7) Decision Rules (Quick triage)

When adding a new artifact, ask:

  1. Is this primarily runnable?
    → put in simulation-models/, lab/core/, or lab/orchestration/.
  2. Is this primarily a formal argument?
    → put in theory/.
  3. Is this optimized for linear reading?
    → put in docs/book/.
  4. Is this publication-facing and compact?
    → put in papers/.
  5. Is this an applied design notebook with open decisions?
    → put in logs/.
  6. Is this a narrative scenario to test implications?
    → put in fiction/.

If two answers are true, choose one home location and cross-link instead of duplicating.

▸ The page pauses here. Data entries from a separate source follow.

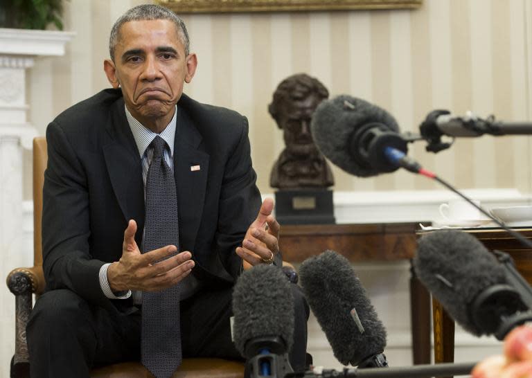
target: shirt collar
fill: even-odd
[[[144,155],[148,146],[150,145],[150,143],[152,143],[157,135],[164,139],[164,141],[168,145],[171,156],[173,157],[174,140],[175,138],[175,128],[177,119],[177,107],[175,107],[175,111],[174,111],[174,116],[172,117],[170,123],[168,123],[161,134],[154,133],[143,126],[142,123],[135,119],[130,113],[130,111],[127,110],[127,107],[125,105],[124,105],[124,109],[125,109],[125,117],[127,118],[127,123],[129,123],[131,132],[133,133],[133,138],[135,139],[135,143],[136,143],[136,147],[139,149],[139,154],[141,156],[141,158]]]

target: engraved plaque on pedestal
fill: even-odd
[[[281,224],[335,223],[332,190],[324,188],[277,190],[275,203],[275,216]]]

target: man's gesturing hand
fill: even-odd
[[[163,260],[177,250],[175,246],[170,245],[141,253],[135,242],[136,232],[136,222],[130,220],[124,231],[122,257],[107,269],[107,280],[113,291],[162,290],[188,276],[194,267],[190,252]]]
[[[256,219],[249,226],[236,253],[244,260],[244,269],[258,264],[269,264],[279,253],[279,224],[272,215],[274,200],[266,198]]]

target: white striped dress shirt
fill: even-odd
[[[148,148],[148,147],[157,136],[159,136],[164,139],[166,144],[170,147],[169,149],[166,148],[164,150],[164,160],[166,161],[166,163],[170,169],[172,171],[174,170],[174,140],[175,139],[176,115],[177,111],[176,108],[172,120],[170,121],[170,123],[168,123],[164,130],[163,130],[161,134],[157,134],[150,129],[143,126],[140,122],[131,115],[131,113],[130,113],[125,106],[124,106],[124,108],[125,109],[125,116],[127,118],[127,123],[130,125],[131,132],[133,133],[133,137],[136,143],[136,147],[139,149],[139,159],[141,160],[141,164],[142,165],[142,179],[144,183],[145,196],[148,169],[150,168],[150,163],[153,159],[153,147]],[[179,246],[177,246],[179,248]],[[110,263],[104,264],[100,269],[100,285],[101,286],[105,296],[111,299],[125,299],[130,298],[132,294],[134,302],[136,304],[142,303],[142,293],[141,291],[132,292],[131,290],[128,290],[121,293],[114,293],[112,290],[111,290],[107,280],[107,268],[110,264]],[[191,277],[191,276],[188,276],[188,277]]]

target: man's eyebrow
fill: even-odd
[[[139,55],[143,53],[144,51],[141,48],[132,48],[131,50],[127,50],[122,54],[122,60],[125,60],[125,59],[132,55]]]
[[[172,53],[174,54],[177,53],[177,51],[173,47],[169,46],[161,46],[156,48],[157,53]]]

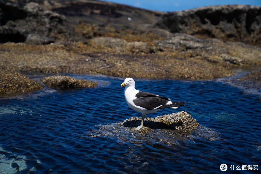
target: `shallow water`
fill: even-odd
[[[143,134],[121,125],[141,116],[125,102],[124,78],[70,75],[98,86],[45,86],[0,99],[0,173],[219,173],[223,163],[227,172],[234,166],[237,173],[260,173],[260,91],[226,78],[135,79],[136,89],[186,103],[146,117],[185,111],[200,125],[183,134],[157,129]],[[252,165],[252,170],[249,166],[242,170],[244,165]]]

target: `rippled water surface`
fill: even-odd
[[[70,75],[96,81],[98,86],[45,86],[0,98],[0,173],[219,173],[223,163],[226,172],[231,166],[258,165],[258,170],[234,171],[260,173],[260,91],[222,79],[135,79],[137,89],[186,103],[146,117],[185,111],[200,125],[183,135],[159,129],[143,134],[121,125],[141,115],[125,102],[120,87],[124,79]]]

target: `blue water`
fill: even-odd
[[[0,173],[217,173],[223,163],[228,168],[224,173],[233,166],[236,173],[260,173],[260,91],[225,78],[135,79],[136,89],[186,103],[146,117],[185,111],[200,125],[187,133],[155,129],[142,134],[121,125],[141,116],[125,102],[120,87],[124,78],[70,75],[98,86],[45,86],[0,98]],[[30,75],[38,80],[46,75]],[[242,170],[243,165],[258,170]]]

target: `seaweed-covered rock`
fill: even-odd
[[[97,85],[96,82],[60,75],[43,78],[40,81],[49,86],[64,88],[91,88]]]
[[[39,83],[13,70],[0,68],[0,94],[4,95],[42,89]]]
[[[140,125],[141,118],[132,117],[124,121],[123,125],[129,127],[133,131]],[[146,132],[152,129],[171,129],[178,131],[189,131],[197,127],[199,124],[187,112],[181,111],[155,118],[145,118],[143,127],[138,131]]]
[[[126,51],[128,42],[122,39],[111,37],[94,38],[91,39],[91,45],[97,48],[108,48],[116,52]]]

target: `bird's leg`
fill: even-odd
[[[145,115],[146,115],[146,114],[142,115],[142,117],[141,118],[141,124],[140,126],[139,126],[135,128],[135,130],[139,130],[143,127],[143,122],[144,121],[144,119],[145,118]]]

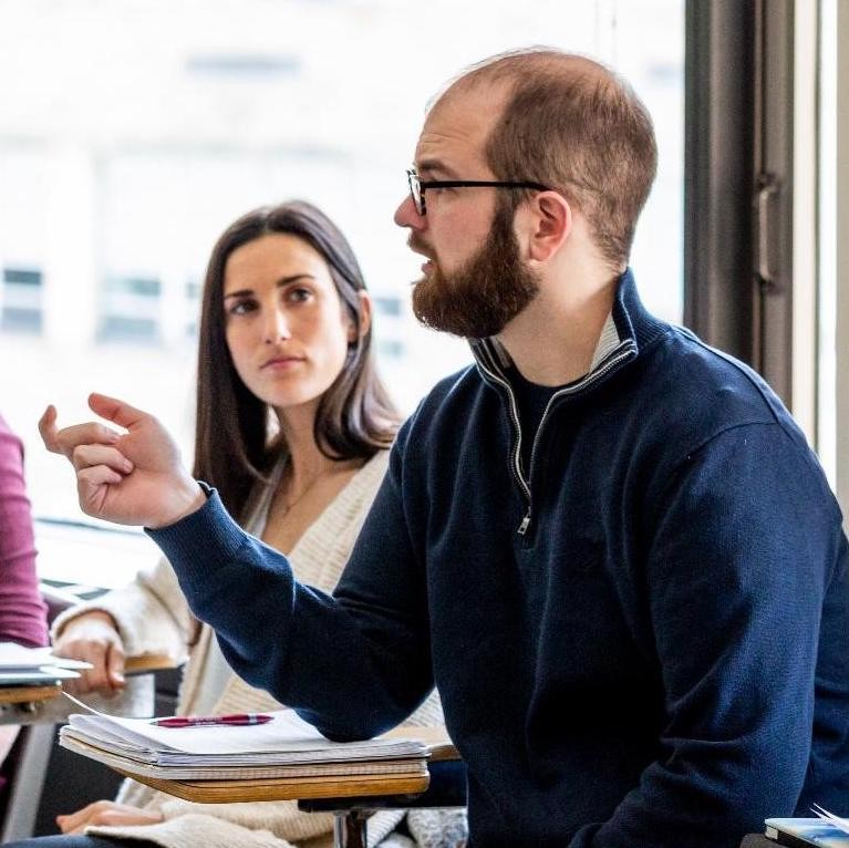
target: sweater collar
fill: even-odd
[[[636,359],[640,349],[660,335],[665,328],[643,307],[636,293],[634,277],[627,268],[617,282],[613,308],[601,330],[590,370],[563,389],[579,392],[607,380]],[[470,342],[478,371],[487,382],[503,383],[512,364],[504,345],[495,338]]]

For non-code documents, add a short status line near the top:

  • Status: Draft
  • Status: Working Note
  • Status: Formalized
  • Status: Publication Draft

This keeps expectations clear for readers and contributors.


9) Anti-Entropy Rules

To keep the repository "rounder":

  1. One source of truth per concept.
    Everything else links to it.
  2. No silent duplicates.
    If mirrored for docs rendering, note the canonical file.
  3. Map code ↔ claim.
    Each simulation README should name the theory claims it informs.
  4. Separate modes of writing.
    Theory argues, logs design, fiction dramatizes, papers compress.

10) Suggested Next Cleanup Steps

  1. Add a short Status + Scope + Links header template to every logs/*.md.
  2. Build a small index table mapping each logs entry to related theory and simulation-models files.
  3. Add "home file" references where papers/ and docs/papers/ intentionally mirror each other.